Of course the games of today are far more sophisticated and realistic than they ever were in the far off days of my own youth. They also seem to be a lot more violent and full of gore than I remember, or is that just me being middle-aged? Many games are now multi-player team events with fully networked team members located all around the world. This of course can have great benefits for non-native’s English speaking skills, although, having listened in to people playing such games, the vocabulary they use seems to be rather limited. But even though they are connected via the wonderful world wide web, can these games be considered a social event?
When I was playing the simple games available to me in the late 70s and early 80s, there was no possibility to play team games remotely. If you played together then you were together.

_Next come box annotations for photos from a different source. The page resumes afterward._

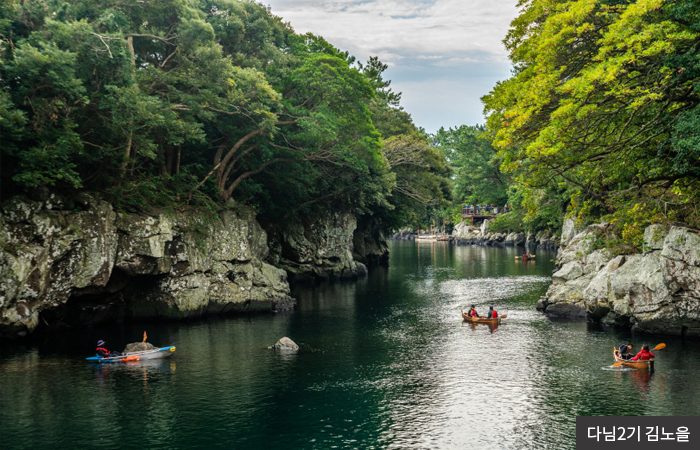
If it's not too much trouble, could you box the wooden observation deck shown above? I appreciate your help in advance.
[462,207,503,226]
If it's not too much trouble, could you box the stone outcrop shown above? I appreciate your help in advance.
[390,228,416,241]
[0,194,294,336]
[268,336,299,352]
[352,216,389,266]
[270,211,367,283]
[450,220,559,250]
[538,218,700,337]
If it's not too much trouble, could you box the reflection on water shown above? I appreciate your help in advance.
[0,242,700,450]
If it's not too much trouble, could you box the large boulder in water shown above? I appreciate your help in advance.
[124,342,158,353]
[268,336,299,351]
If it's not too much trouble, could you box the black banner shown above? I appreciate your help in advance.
[576,416,700,450]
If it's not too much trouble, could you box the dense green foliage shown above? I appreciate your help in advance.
[0,0,449,230]
[484,0,700,248]
[432,125,508,206]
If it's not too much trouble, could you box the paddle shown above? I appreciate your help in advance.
[613,343,666,367]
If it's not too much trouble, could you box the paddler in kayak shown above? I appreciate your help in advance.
[632,344,655,361]
[95,339,122,358]
[486,306,498,319]
[617,344,633,359]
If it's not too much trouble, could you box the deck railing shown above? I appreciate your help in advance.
[462,206,508,217]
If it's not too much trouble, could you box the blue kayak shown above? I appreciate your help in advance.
[85,347,175,363]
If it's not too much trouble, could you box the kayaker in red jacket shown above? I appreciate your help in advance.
[617,344,632,359]
[632,344,654,361]
[486,306,498,319]
[95,339,122,358]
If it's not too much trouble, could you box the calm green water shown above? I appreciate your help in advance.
[0,242,700,450]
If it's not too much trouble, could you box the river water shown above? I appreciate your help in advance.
[0,242,700,450]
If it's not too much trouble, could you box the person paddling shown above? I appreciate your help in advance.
[486,306,498,319]
[617,344,633,359]
[95,339,122,358]
[632,344,655,361]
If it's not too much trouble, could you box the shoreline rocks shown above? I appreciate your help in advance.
[537,221,700,337]
[267,336,299,352]
[0,194,295,337]
[391,220,559,250]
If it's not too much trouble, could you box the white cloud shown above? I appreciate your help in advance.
[260,0,518,131]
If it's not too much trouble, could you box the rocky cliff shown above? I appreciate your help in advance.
[450,220,559,249]
[270,211,372,283]
[538,221,700,337]
[0,194,294,336]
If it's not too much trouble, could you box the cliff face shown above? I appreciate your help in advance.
[538,218,700,337]
[450,220,559,249]
[0,195,294,336]
[270,212,374,282]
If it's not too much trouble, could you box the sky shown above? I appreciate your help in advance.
[259,0,518,133]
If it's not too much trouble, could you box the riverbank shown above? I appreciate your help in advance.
[0,241,700,450]
[391,220,559,250]
[0,193,388,337]
[538,220,700,338]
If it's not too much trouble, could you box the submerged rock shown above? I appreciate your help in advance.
[268,336,299,351]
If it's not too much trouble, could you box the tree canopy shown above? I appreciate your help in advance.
[0,0,447,230]
[483,0,700,246]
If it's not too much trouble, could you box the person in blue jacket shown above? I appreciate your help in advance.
[95,339,122,358]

The cafe space invader machine was the only one in town and we all used to pile in to the tiny basement and take it in turns to zap invading alien spacecraft while at the same time having a chat and a fizzy drink. Computer gaming was a social event. Today, that element seems to have disappeared altogether.

Big money business

Or has it? Because the latest development in the world of computer gaming seems to be e-sports. When I first heard the term I thought it was a bit of an oxymoron, after all, how could sitting in front of a computer screen exercising your thumbs ever be considered a sport? Well, perhaps it can’t, or at least couldn’t be in the beginning. But e-sports has become big business, and I do mean BIG. In this incredible new world teams really do play together in the same space, but perhaps more importantly, they also train together, work-out together, eat together, and socialise together.
Perhaps the world of gaming has gone full-circle and is now a force for good rather than a way of isolating yourself from the real world.

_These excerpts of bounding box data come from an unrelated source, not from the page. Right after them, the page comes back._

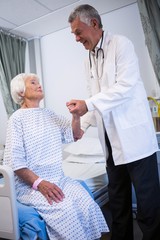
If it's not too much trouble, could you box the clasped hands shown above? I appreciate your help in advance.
[66,99,88,117]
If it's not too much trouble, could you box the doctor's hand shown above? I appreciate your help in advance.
[38,180,64,205]
[66,99,88,116]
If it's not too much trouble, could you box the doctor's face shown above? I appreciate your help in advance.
[70,17,98,51]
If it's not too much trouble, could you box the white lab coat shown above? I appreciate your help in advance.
[82,33,158,165]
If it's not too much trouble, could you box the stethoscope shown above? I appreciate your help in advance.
[89,31,104,69]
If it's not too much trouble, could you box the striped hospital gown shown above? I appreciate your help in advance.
[4,108,109,240]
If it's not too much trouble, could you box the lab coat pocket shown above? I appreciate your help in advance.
[116,100,148,129]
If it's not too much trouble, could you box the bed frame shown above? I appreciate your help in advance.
[0,165,19,240]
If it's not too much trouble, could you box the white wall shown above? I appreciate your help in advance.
[41,3,157,121]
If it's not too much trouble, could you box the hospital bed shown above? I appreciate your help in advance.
[0,128,108,240]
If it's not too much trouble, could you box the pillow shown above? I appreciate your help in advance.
[64,137,103,156]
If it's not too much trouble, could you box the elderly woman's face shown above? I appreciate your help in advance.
[24,77,44,100]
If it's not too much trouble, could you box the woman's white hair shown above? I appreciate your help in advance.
[10,73,39,105]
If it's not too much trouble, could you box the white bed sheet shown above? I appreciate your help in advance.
[62,157,108,192]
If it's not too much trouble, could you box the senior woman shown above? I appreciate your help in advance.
[4,73,108,240]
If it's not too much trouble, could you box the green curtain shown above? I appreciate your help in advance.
[137,0,160,85]
[0,30,26,116]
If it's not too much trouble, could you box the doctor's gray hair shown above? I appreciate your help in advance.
[68,4,103,28]
[10,73,39,105]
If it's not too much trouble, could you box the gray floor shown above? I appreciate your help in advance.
[101,204,142,240]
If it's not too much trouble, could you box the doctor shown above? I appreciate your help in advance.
[67,4,160,240]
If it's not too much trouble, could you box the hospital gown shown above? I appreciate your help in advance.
[4,108,108,240]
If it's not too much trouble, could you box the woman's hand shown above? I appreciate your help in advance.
[37,180,64,205]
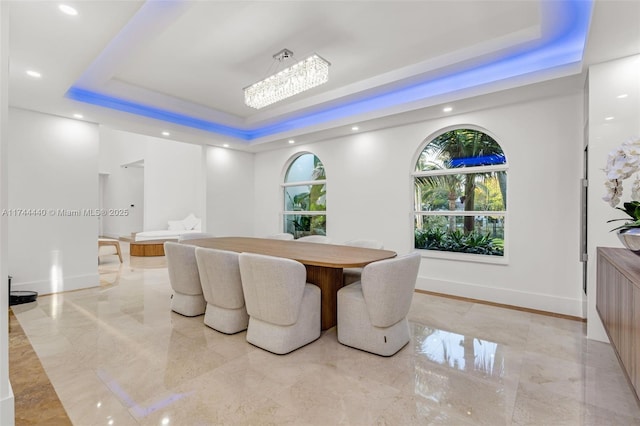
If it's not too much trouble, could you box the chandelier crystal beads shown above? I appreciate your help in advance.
[244,49,330,109]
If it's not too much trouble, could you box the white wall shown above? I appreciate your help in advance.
[254,94,583,316]
[8,108,99,294]
[144,137,206,231]
[206,147,254,236]
[100,127,206,238]
[99,126,147,238]
[0,2,15,426]
[587,55,640,341]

And I haven’t mentioned the best bit. Who could ever have imagined that it would one day be possible to become a millionaire simply by being good at playing a computer game? Actually, you don’t even have to be good at playing. As a certain Swede with the moniker ‘PewDiePie’ would be happy to concur, just be good at getting people to watch you playing computer games.

So there it is folks; from ‘Pong’ to ‘PewDiePie’ in the space of just 40 years, go figure!